Increasing demand for energy in China should be news in Pittsburgh. A big natural gas deal between China and Australia is also of interest. And just over the two weeks I've failed to log an energy report, America's natural gas reserves have been all over the news:

The biggest source of greenhouse-gas emissions is electricity generation. Coal, the cheapest fuel, currently produces America’s baseload power: coal-fired plants run constantly to meet basic demand, with natural gas switched on when demand is higher. But gas could play a bigger role: there is a third more gas-powered than coal-fired capacity available. A reasonable carbon price would mean that gas plants would be switched on more often to replace coal. And in the longer run carbon prices will rise under Waxman-Markey, as the House bill is known. This could make gas the preferred fuel for baseload power—and make building old fashioned coal plants uneconomic.

The natural gas industry is making a big political push in the United States and President Obama's green policy narrative would seem to position the White House as behind it.
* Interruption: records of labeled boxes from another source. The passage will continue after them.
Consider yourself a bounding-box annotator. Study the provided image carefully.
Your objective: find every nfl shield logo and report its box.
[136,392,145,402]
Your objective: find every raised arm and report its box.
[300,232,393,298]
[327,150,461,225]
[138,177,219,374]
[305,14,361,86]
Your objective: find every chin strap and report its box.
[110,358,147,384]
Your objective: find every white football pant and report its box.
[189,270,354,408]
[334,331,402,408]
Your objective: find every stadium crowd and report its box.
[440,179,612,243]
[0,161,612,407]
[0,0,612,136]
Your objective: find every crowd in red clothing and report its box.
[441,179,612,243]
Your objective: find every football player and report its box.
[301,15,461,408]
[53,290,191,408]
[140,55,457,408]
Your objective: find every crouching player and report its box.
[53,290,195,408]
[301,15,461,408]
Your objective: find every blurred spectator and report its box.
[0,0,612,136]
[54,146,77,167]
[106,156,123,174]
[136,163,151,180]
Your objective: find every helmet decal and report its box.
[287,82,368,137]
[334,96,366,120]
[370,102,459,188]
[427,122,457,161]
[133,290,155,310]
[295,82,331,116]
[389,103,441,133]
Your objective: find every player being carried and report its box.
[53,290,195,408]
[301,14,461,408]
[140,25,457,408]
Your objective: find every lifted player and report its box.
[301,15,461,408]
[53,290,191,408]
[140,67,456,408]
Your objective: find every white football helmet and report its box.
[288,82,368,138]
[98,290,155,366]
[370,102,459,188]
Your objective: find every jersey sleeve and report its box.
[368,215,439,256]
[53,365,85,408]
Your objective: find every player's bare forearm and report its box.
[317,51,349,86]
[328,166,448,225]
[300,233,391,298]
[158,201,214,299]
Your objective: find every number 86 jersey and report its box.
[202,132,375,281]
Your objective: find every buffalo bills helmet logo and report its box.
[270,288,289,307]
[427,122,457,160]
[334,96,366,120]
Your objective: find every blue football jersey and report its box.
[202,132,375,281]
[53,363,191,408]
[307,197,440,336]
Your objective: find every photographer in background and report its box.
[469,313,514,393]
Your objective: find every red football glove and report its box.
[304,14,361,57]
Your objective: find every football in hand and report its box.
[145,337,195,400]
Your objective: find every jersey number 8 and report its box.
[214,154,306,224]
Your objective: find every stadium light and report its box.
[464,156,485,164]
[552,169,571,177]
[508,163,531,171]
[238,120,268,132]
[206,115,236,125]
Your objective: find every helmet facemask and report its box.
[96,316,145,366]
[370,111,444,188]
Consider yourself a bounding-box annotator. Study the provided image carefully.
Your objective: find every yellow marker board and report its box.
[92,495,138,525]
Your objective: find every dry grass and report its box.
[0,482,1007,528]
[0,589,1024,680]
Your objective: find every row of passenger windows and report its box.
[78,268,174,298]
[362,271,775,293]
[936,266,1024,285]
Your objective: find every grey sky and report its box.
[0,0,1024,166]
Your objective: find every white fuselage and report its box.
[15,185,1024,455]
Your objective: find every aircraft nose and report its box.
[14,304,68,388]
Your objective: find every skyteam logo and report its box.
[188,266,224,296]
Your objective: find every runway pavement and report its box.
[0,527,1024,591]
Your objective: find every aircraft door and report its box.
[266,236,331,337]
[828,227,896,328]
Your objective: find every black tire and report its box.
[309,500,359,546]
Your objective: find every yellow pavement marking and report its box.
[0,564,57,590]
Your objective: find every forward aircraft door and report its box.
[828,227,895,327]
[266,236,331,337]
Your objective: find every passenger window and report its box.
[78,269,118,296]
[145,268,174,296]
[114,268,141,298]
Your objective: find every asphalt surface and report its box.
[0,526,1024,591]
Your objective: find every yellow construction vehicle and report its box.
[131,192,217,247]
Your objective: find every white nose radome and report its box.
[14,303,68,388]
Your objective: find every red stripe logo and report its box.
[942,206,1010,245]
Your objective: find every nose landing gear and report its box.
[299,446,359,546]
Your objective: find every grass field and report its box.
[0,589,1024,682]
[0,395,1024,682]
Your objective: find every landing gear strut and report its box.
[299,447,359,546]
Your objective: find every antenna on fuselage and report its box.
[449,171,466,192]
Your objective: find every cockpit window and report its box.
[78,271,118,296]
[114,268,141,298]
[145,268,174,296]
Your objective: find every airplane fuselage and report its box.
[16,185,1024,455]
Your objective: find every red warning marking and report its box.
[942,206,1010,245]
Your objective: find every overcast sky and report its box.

There are plenty of advocates in Congress, as well. This is an economic boon for Pittsburgh:

Many of the Barnett Shale’s biggest operators are shifting resources toward what they see as an amazing opportunity in the Appalachian Basin play, which runs through parts of New York, Pennsylvania and West Virginia. It appears the core area – the richest area – is in southwestern Pennsylvania. ...

... The Marcellus has many advantages, but perhaps the greatest is its proximity to a developed natural gas market.

The northeastern U.S. is the largest and most developed gas market in the world, so there is a price differential where you don't have to pay for the pipeline cost of bringing it up from the coasts, [Terry Engelder, a professor in the Department of Geosciences at Penn State University,] said.

Also, Texas-based companies are already engaged in philanthropic giving:

In addition to being a leader in the development of the Marcellus, Chief also has made a commitment to helping the local communities where it operates prosper and grow. In May, Chief announced a $402,000 donation over the next three years to help fund an anti-gang mentoring program operated in the Pittsburgh Public Schools. In January, Chief donated $50,000 to help families struggling to pay their home heating bills in several Pennsylvania counties. Chief has also funded scholarships, bid on livestock at county fairs and made donations to local fire departments and emergency providers, ensuring continued education and providing safety gear.

I imagine that the investment in regional communities will only grow. The drilling companies are anxious to develop a positive public image. There will be sites in state parks, among other environmental concerns. Not everyone will welcome the coming boom with open arms and managing this natural gas rush will be difficult. Perhaps Chief and others will pay off the City of Pittsburgh's crushing debt?